A welcome diversion.

I had intended to write a post this week about the pathetic fumblings of Congress this year — only in session for 103 days, even fewer than the 110 of Truman’s “Do-Nothing” 80th Congress — or the exceptional performance of Red Hat on the CIO Insight 2006 Vendor Value study, where they tied Cisco for 3rd, above stalwarts like Dell (7th), IBM (16th), Microsoft (24th), and Oracle (32nd). However, I lost momentum in the middle of a very busy work week so I’ll have to leave that to the rest of the blogosphere.

It’s far easier to read at night in bed than tap away on the laptop, so I did manage to punch my way through Thomas Harris’ new novel Hannibal Rising. By far the slightest of Thomas Harris’ works, there’s not much of a surprise factor in reading about Hannibal Lecter’s downward adolescent trajectory from war orphan to monster. The evocative asides from Harris’ earlier novel Hannibal were more than adequate to paint the broad strokes of this story. The most intriguing fraction of this book depicts the relationship between Hannibal and his stepmother, Lady Murasaki Shikibu (named for the Tale of Genji author of course).

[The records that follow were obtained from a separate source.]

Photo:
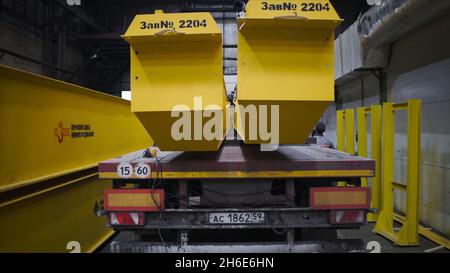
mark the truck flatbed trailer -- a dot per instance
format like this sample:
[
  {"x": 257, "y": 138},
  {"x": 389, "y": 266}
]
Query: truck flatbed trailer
[
  {"x": 241, "y": 188},
  {"x": 247, "y": 161}
]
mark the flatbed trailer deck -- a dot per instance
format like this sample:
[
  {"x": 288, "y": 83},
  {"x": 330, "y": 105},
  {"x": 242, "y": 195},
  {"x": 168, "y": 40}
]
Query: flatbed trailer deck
[
  {"x": 247, "y": 161},
  {"x": 238, "y": 181}
]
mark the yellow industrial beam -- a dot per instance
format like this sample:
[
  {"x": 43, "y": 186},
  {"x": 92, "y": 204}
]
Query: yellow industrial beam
[
  {"x": 345, "y": 130},
  {"x": 54, "y": 217},
  {"x": 53, "y": 136},
  {"x": 375, "y": 120},
  {"x": 50, "y": 128},
  {"x": 409, "y": 232}
]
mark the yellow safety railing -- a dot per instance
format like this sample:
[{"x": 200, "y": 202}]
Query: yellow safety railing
[
  {"x": 345, "y": 128},
  {"x": 382, "y": 183},
  {"x": 408, "y": 234},
  {"x": 375, "y": 120}
]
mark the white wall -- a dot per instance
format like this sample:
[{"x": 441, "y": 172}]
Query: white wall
[{"x": 419, "y": 68}]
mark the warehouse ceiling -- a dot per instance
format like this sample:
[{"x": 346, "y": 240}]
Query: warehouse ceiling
[{"x": 94, "y": 28}]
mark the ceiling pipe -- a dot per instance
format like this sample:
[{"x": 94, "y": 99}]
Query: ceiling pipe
[{"x": 394, "y": 19}]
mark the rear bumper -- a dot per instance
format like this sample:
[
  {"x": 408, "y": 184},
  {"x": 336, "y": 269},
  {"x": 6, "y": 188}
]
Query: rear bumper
[
  {"x": 274, "y": 218},
  {"x": 334, "y": 246}
]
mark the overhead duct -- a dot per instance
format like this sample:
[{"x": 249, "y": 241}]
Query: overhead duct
[
  {"x": 393, "y": 19},
  {"x": 366, "y": 44}
]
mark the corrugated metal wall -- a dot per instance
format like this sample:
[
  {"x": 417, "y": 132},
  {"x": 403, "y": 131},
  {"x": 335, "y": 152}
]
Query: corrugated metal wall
[{"x": 419, "y": 68}]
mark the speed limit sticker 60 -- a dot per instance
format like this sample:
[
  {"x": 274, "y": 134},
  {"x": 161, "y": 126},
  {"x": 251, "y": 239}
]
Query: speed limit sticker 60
[
  {"x": 125, "y": 170},
  {"x": 142, "y": 170}
]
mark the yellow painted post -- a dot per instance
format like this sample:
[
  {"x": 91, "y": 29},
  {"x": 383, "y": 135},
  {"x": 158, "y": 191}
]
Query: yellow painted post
[
  {"x": 362, "y": 138},
  {"x": 375, "y": 119},
  {"x": 408, "y": 234},
  {"x": 340, "y": 130},
  {"x": 350, "y": 131},
  {"x": 410, "y": 231},
  {"x": 384, "y": 225}
]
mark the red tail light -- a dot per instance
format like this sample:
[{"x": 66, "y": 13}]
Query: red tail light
[
  {"x": 347, "y": 217},
  {"x": 126, "y": 218}
]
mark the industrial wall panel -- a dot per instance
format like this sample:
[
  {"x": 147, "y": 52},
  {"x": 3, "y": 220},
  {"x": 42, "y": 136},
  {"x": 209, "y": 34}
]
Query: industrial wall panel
[{"x": 419, "y": 68}]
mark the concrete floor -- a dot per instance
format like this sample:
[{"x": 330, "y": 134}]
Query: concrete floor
[{"x": 365, "y": 233}]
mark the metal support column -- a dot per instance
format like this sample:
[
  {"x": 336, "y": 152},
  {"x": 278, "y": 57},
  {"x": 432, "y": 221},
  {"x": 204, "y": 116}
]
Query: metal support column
[
  {"x": 375, "y": 119},
  {"x": 409, "y": 233}
]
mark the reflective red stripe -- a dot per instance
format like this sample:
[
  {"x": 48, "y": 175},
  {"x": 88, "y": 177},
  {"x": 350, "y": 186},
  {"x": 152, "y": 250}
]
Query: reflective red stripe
[{"x": 347, "y": 216}]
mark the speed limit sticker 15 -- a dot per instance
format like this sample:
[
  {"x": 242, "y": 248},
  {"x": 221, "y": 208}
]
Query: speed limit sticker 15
[
  {"x": 126, "y": 170},
  {"x": 142, "y": 170}
]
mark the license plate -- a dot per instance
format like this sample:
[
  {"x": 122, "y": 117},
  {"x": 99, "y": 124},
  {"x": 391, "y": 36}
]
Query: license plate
[{"x": 237, "y": 218}]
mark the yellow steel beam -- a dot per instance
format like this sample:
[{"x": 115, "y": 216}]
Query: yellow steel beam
[
  {"x": 409, "y": 232},
  {"x": 53, "y": 136},
  {"x": 375, "y": 118},
  {"x": 350, "y": 131},
  {"x": 50, "y": 128},
  {"x": 48, "y": 219},
  {"x": 340, "y": 130}
]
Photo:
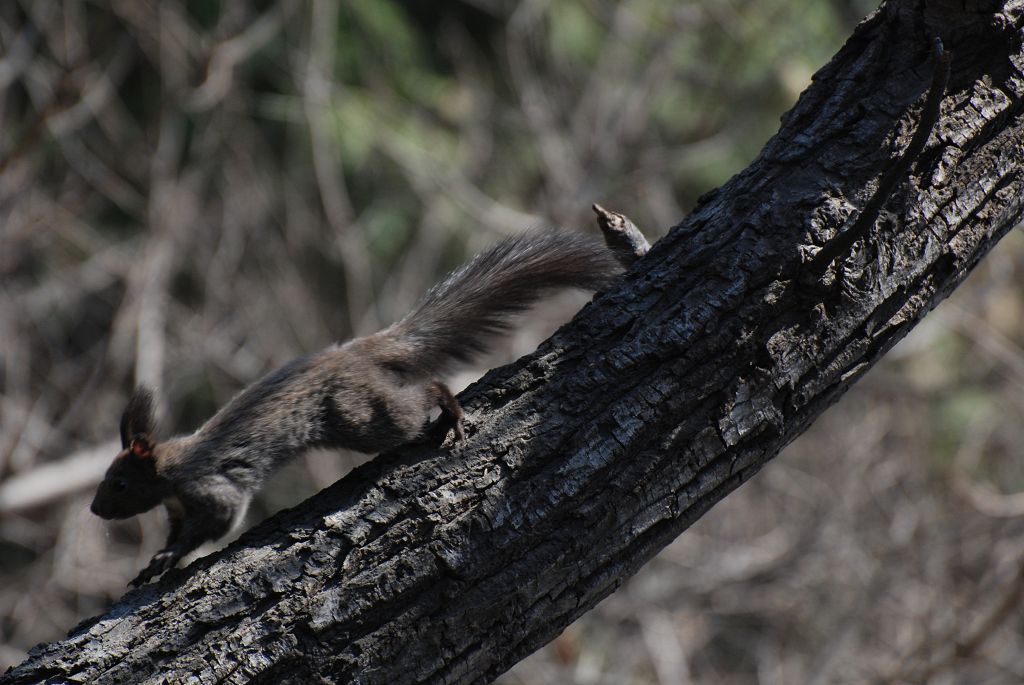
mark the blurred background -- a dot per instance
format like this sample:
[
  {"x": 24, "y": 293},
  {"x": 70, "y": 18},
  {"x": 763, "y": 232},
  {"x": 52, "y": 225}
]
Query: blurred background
[{"x": 193, "y": 193}]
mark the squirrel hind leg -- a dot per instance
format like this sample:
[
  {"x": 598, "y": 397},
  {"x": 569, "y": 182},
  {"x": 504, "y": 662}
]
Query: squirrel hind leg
[{"x": 452, "y": 414}]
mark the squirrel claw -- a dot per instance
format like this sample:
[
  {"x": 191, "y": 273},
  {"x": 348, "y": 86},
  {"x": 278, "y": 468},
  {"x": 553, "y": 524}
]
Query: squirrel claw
[{"x": 161, "y": 562}]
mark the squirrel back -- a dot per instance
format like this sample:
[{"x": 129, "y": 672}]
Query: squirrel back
[
  {"x": 455, "y": 319},
  {"x": 369, "y": 394}
]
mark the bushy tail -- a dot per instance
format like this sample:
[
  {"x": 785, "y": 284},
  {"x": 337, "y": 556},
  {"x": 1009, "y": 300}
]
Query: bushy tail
[{"x": 456, "y": 317}]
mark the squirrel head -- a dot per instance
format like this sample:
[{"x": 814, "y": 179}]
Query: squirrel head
[{"x": 131, "y": 484}]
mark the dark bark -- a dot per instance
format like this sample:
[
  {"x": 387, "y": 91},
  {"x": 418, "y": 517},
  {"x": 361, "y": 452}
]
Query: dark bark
[{"x": 588, "y": 457}]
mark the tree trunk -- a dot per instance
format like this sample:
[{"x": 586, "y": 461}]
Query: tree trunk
[{"x": 588, "y": 457}]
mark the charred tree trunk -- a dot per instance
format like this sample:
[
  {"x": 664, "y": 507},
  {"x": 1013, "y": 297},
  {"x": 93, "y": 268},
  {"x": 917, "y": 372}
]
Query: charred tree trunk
[{"x": 588, "y": 457}]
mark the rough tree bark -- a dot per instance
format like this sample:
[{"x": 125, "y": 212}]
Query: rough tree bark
[{"x": 588, "y": 457}]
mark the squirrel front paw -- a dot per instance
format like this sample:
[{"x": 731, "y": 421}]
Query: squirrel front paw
[{"x": 161, "y": 562}]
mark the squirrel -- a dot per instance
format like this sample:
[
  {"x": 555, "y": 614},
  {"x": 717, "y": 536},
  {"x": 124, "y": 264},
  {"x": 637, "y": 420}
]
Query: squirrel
[{"x": 369, "y": 394}]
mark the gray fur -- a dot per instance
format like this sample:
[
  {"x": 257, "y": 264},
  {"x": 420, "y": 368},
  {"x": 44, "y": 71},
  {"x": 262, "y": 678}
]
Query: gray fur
[{"x": 369, "y": 394}]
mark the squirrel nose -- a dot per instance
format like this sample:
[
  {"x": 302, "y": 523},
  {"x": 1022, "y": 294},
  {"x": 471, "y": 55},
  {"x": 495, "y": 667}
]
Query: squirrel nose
[{"x": 96, "y": 509}]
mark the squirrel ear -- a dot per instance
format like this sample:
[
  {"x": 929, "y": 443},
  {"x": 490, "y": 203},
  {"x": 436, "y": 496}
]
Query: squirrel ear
[
  {"x": 141, "y": 446},
  {"x": 137, "y": 421}
]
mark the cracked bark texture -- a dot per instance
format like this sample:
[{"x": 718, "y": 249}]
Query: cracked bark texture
[{"x": 669, "y": 391}]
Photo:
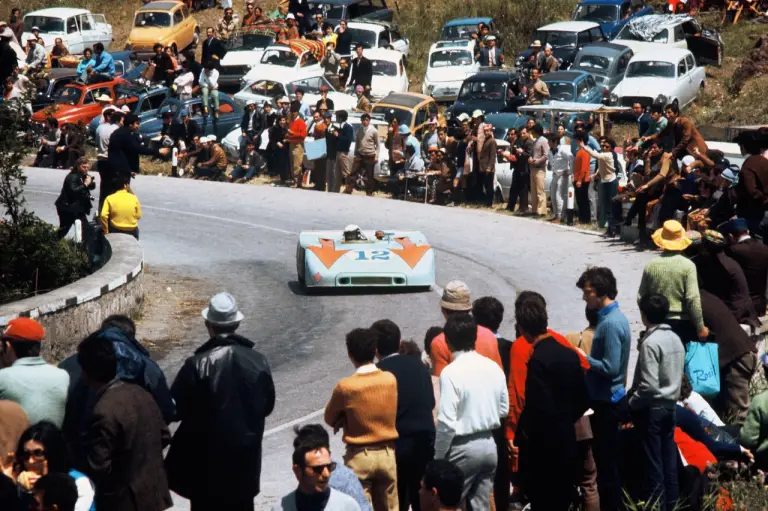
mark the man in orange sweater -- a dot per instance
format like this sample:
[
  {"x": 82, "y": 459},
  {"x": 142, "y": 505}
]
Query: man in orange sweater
[
  {"x": 456, "y": 300},
  {"x": 364, "y": 406}
]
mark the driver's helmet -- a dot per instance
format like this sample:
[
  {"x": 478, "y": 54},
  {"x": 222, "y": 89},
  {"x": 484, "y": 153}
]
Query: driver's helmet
[{"x": 352, "y": 233}]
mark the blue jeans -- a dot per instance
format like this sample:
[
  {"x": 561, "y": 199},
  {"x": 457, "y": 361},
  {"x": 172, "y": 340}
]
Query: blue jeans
[{"x": 656, "y": 428}]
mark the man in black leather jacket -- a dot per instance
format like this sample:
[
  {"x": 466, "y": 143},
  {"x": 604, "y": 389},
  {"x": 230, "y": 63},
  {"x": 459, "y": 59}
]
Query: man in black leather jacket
[{"x": 223, "y": 394}]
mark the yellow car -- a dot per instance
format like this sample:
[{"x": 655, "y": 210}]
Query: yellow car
[{"x": 166, "y": 22}]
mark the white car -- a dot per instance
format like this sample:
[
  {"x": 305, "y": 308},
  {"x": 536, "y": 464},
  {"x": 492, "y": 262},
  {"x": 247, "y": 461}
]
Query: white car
[
  {"x": 389, "y": 73},
  {"x": 376, "y": 34},
  {"x": 78, "y": 28},
  {"x": 285, "y": 83},
  {"x": 448, "y": 65},
  {"x": 280, "y": 58},
  {"x": 663, "y": 76}
]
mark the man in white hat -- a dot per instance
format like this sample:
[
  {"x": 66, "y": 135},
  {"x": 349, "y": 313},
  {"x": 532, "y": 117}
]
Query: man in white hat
[{"x": 223, "y": 394}]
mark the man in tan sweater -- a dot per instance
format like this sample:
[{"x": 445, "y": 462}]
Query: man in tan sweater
[{"x": 364, "y": 406}]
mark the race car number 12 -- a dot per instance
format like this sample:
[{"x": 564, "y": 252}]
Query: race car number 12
[{"x": 372, "y": 255}]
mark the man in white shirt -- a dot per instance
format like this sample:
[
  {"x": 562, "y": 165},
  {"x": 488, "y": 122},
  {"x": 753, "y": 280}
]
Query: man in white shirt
[
  {"x": 473, "y": 398},
  {"x": 561, "y": 164}
]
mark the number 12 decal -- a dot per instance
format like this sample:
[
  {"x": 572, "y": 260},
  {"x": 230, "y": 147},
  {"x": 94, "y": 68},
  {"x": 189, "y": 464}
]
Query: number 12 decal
[{"x": 372, "y": 255}]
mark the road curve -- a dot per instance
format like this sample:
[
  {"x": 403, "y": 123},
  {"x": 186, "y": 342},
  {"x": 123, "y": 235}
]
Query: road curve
[{"x": 243, "y": 239}]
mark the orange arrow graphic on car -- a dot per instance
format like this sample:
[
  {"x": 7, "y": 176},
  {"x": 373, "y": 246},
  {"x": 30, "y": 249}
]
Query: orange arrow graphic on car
[
  {"x": 327, "y": 252},
  {"x": 410, "y": 253}
]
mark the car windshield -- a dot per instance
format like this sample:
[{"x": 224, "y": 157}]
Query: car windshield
[
  {"x": 561, "y": 91},
  {"x": 68, "y": 96},
  {"x": 445, "y": 58},
  {"x": 594, "y": 64},
  {"x": 249, "y": 42},
  {"x": 46, "y": 24},
  {"x": 403, "y": 116},
  {"x": 597, "y": 13},
  {"x": 477, "y": 90},
  {"x": 364, "y": 37},
  {"x": 651, "y": 68},
  {"x": 152, "y": 19},
  {"x": 284, "y": 58},
  {"x": 458, "y": 32},
  {"x": 384, "y": 68},
  {"x": 556, "y": 39}
]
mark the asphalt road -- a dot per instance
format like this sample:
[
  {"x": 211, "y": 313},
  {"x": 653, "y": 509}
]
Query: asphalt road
[{"x": 243, "y": 239}]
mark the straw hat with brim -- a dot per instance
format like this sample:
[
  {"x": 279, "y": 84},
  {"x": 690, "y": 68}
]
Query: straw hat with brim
[
  {"x": 456, "y": 297},
  {"x": 671, "y": 237},
  {"x": 222, "y": 311}
]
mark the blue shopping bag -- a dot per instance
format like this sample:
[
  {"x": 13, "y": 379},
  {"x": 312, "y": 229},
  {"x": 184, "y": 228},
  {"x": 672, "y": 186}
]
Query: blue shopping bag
[{"x": 702, "y": 366}]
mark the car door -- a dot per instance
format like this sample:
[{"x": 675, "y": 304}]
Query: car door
[{"x": 74, "y": 37}]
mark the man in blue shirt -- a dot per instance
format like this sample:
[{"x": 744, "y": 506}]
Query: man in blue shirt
[
  {"x": 103, "y": 68},
  {"x": 608, "y": 362}
]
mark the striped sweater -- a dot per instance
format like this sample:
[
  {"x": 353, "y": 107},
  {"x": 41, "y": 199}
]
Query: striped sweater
[{"x": 674, "y": 276}]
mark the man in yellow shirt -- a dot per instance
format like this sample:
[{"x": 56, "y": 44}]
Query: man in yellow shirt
[{"x": 121, "y": 213}]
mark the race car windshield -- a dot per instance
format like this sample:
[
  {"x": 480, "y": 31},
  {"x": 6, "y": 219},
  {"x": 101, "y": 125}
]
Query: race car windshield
[
  {"x": 46, "y": 24},
  {"x": 284, "y": 58},
  {"x": 556, "y": 39},
  {"x": 445, "y": 58},
  {"x": 458, "y": 32},
  {"x": 68, "y": 96},
  {"x": 481, "y": 90},
  {"x": 597, "y": 13},
  {"x": 152, "y": 19},
  {"x": 651, "y": 69}
]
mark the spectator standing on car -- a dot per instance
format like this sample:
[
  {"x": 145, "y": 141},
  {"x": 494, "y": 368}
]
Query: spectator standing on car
[
  {"x": 652, "y": 399},
  {"x": 25, "y": 378},
  {"x": 223, "y": 394},
  {"x": 364, "y": 406},
  {"x": 295, "y": 136},
  {"x": 608, "y": 360},
  {"x": 415, "y": 445},
  {"x": 473, "y": 398}
]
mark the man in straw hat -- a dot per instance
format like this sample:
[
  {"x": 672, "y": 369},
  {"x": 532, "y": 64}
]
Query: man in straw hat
[
  {"x": 674, "y": 276},
  {"x": 223, "y": 394}
]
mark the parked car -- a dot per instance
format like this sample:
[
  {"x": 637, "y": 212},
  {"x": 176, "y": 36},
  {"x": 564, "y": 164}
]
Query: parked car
[
  {"x": 138, "y": 98},
  {"x": 567, "y": 38},
  {"x": 377, "y": 34},
  {"x": 230, "y": 115},
  {"x": 448, "y": 65},
  {"x": 169, "y": 23},
  {"x": 297, "y": 55},
  {"x": 336, "y": 10},
  {"x": 410, "y": 108},
  {"x": 612, "y": 15},
  {"x": 464, "y": 28},
  {"x": 664, "y": 76},
  {"x": 285, "y": 83},
  {"x": 244, "y": 50},
  {"x": 389, "y": 73},
  {"x": 78, "y": 28},
  {"x": 489, "y": 92},
  {"x": 659, "y": 31},
  {"x": 606, "y": 62},
  {"x": 77, "y": 102}
]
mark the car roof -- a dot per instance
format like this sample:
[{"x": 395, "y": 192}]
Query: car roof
[
  {"x": 467, "y": 21},
  {"x": 404, "y": 99},
  {"x": 667, "y": 54},
  {"x": 563, "y": 76},
  {"x": 569, "y": 26},
  {"x": 58, "y": 12},
  {"x": 160, "y": 6}
]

But the story’s mostly simple revenge plot is not a detriment, and in fact, I think there’s a fair argument to be made that this is a conscious choice on Harris’ part, tying in to a rich vein of Japanese literature. It’s hard also to find fault with the elegant execution of Harris’ prose, sensuous and heady throughout, but often also cuttingly direct:

Night in the gross-anatomy laboratory. The large room with its high windows and big vent fan was cool enough so that the draped cadavers, preserved with formalin, remained on the twenty tables overnight. In summer they would be returned to the cadaver tank at the end of the workday. Pitiful little bodies underneath the sheets, the unclaimed, the starvelings found huddled in alleys, still hugging themselves in death until rigor passed and then, in the formalin bath of the cadaver tank with their fellows, they let themselves go at last. Frail and birdlike, they were shriveled like the birds frozen and fallen to the snow, that starving men skin with their teeth.

I truly enjoyed Harris’ last book Hannibal, and was one of the few, I suppose — judging from the critical reactions — who was disappointed by the film’s departure from its Cocteau-worthy denouement. This book wasn’t as thoroughly satisfying, but it was a pleasurable read and a welcome diversion from a grueling work week.